Past Reviews

Regional Reviews: Albuquerque/Santa Fe

The Nance
Vortex Theatre
Review by Stephanie Hainsfurther

Also see Rob's review of Hairspray


Philip Shortell and Hal Simons
Photo by Bob Jesser
It's Pride Month and the Vortex Theatre is flying their rainbow flag in a poignant play about gay life in the 1930s. The Nance is well written, with a flare for comedy and a deep knowledge of the persecution of homosexuals and the reality of lives lived in the shadows.

In New York City in 1937, Mayor Fiorello H. LaGuardia turned his attention to the 15 or so burlesque theaters, like Minsky's, whose strippers and comedians were already under strictures that seem comical today: females could be topless as long as they did not move, for example. (As my mother-in-law said to me at a topless show in Las Vegas in 1987, "Just pretend they're statues, dear.")

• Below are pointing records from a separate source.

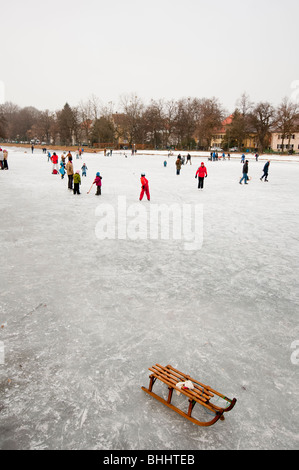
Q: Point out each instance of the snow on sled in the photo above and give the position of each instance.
(195, 391)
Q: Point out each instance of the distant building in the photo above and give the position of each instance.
(288, 143)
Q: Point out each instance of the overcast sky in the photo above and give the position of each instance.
(58, 51)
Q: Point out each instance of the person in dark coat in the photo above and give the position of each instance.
(245, 173)
(266, 171)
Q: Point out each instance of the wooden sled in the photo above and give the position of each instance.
(201, 394)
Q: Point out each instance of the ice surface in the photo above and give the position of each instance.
(82, 319)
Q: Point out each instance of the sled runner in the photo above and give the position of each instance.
(195, 391)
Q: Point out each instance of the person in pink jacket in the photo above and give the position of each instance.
(201, 174)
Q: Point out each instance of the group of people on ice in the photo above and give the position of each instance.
(245, 176)
(74, 178)
(3, 159)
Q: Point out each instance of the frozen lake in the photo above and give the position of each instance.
(82, 319)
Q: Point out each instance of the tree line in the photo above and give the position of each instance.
(184, 123)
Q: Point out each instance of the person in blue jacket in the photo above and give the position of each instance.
(62, 170)
(266, 171)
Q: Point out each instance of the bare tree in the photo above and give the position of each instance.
(209, 118)
(132, 108)
(262, 118)
(286, 120)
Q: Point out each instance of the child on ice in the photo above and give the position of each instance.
(77, 181)
(201, 174)
(98, 183)
(84, 168)
(144, 187)
(62, 170)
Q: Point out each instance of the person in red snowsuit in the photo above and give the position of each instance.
(201, 174)
(144, 187)
(54, 159)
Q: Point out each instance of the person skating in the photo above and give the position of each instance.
(70, 172)
(54, 159)
(144, 188)
(1, 159)
(84, 168)
(266, 171)
(77, 181)
(5, 163)
(178, 165)
(245, 173)
(62, 170)
(201, 174)
(98, 183)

Risqué skits, striptease, and dialog with double meanings were standard burlesque fare. What strait-laced La Guardia found "corrupt," straight-male audiences ate up. But when gay males started showing up and rumors of sexual activity in the balconies reached the mayor's office, the establishment knew precisely whom to blame.

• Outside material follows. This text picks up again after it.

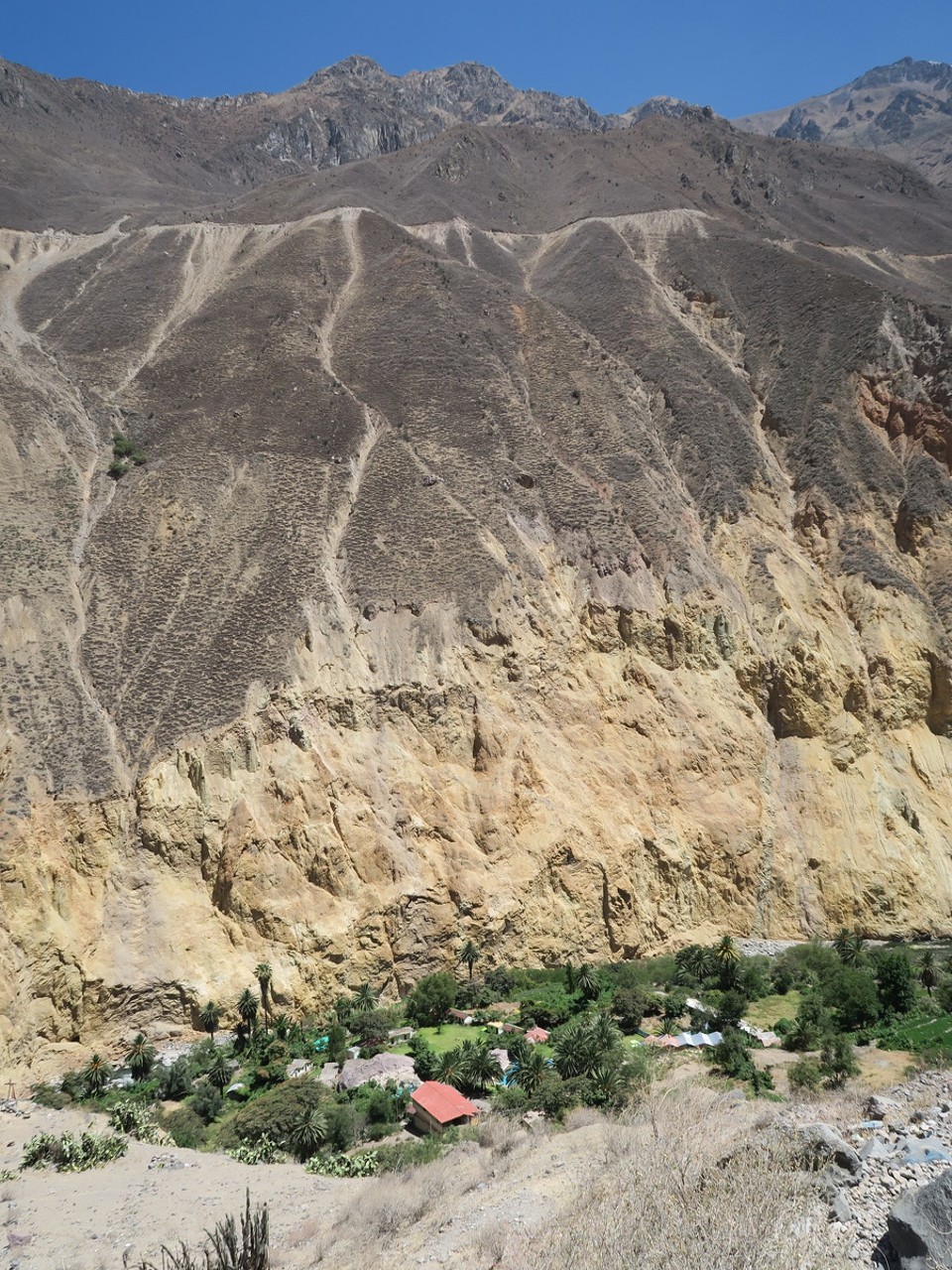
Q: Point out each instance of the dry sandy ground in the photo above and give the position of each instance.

The nance was a stock figure in burlesque, supposedly a straight man acting like a gay man. As such, straight males could laugh openly at the character's foppish, overplayed schtick. In this play, Chauncey Miles (Hal Simons) is a nance who really is homosexual. His act fools no one, least of all himself. He's a gay man who is well aware that society deems him a criminal and that secrecy is his friend. Yet his better angels—or is it his self-destructive tendencies?—prevail. Chauncey can't be anyone other than who he is. When the gay male audience infiltrates the Irving Place Theater, his true self is even more on display.

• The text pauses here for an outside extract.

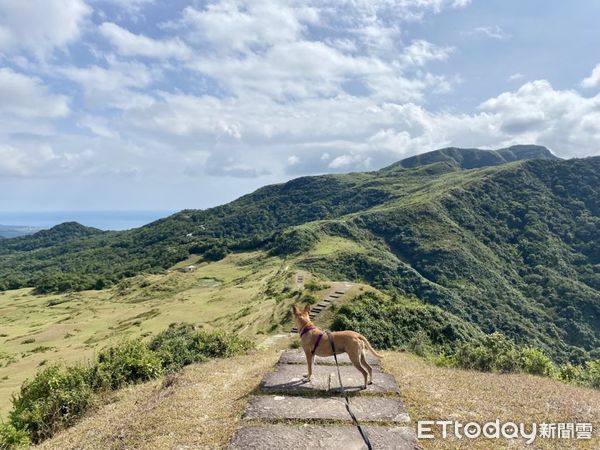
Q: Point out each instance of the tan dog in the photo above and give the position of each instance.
(315, 342)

Chauncey is a rich character filled with contradictions. He's a Republican (big laughs from the audience) who believes that LaGuardia's crusade is just a re-election stunt. He picks up Ned (Ed Chavez) at the Automat, a known hangout for cruisers, but begins a long-term relationship with the young man. Although he argues with his stripper friend Sylvie (Lisa Fenstermacher) about her "Communist" ideas about workers' solidarity, he goes to jail rather than run off the stage during a police raid.

Simons plays the character's anger more than his comic evasions, and has a self awareness (a la Cabaret) and a self loathing that holds at arm's length the affection he gets from Ned and from the theater folk. When he gets out of jail, and his friends dub him a hero, he refuses to accept their easy praise. Even in his struggles, it is hard to love him.

Chavez plays a nuanced Ned, good looking, tender, fun loving, and true. We love to see characters develop as Ned does. And he makes a mean scrambled egg.

The ladies—Sylvie, Joan (Yolanda Luchetti-Knight), and Carmen (Kir Kipness)—are the warmest friends Chauncey will ever have, but they pull out the stops and play it for laughs onstage. Their strips are truly teases, bawdy but sweet. Their personalities shine: Joan is ditzy, socialist Sylvie is idealistic, and as Carmen, Kipness becomes the poster girl for cultural appropriation.

The female comic relief also serves to highlight the glaring double standard: just about anything goes when it's straight sex, but same sex is an abomination.

Philip J. Shortell as Efram, Chauncey's straight man (sorry) on stage, is an all-around showman with a flare for historical characters, most recently as Putti Van Daan in The Diary of Anne Frank. Efram is a good friend but he doesn't want Chauncey to hug him. All barriers to real affection fall, though, as the Irving Place Theater is shut down and the troupe breaks up. Efram hugs Chauncey with sincere love and regret.

Thanks to director Marty Epstein for his total immersion in and understanding of the world of The Nance, and his mindfulness of the systems that work against anyone deemed and demonized as "different." And to Irving Place Theater drummer Mike Anaya for flawlessly adding to the canned music with his percussive skills.

I have one gripe, admittedly influenced by the lack of air conditioning during act one. This play is too long. I'm going to blame it on the clever but unwieldy kitchen set that had to be brought forward, undraped, the table and chairs set up in front, and then all put back again, countless times during the show. The kitchen scenes are short. But the stage is shallow, and the air conditioner squeaks. Such is community theater. Embrace it.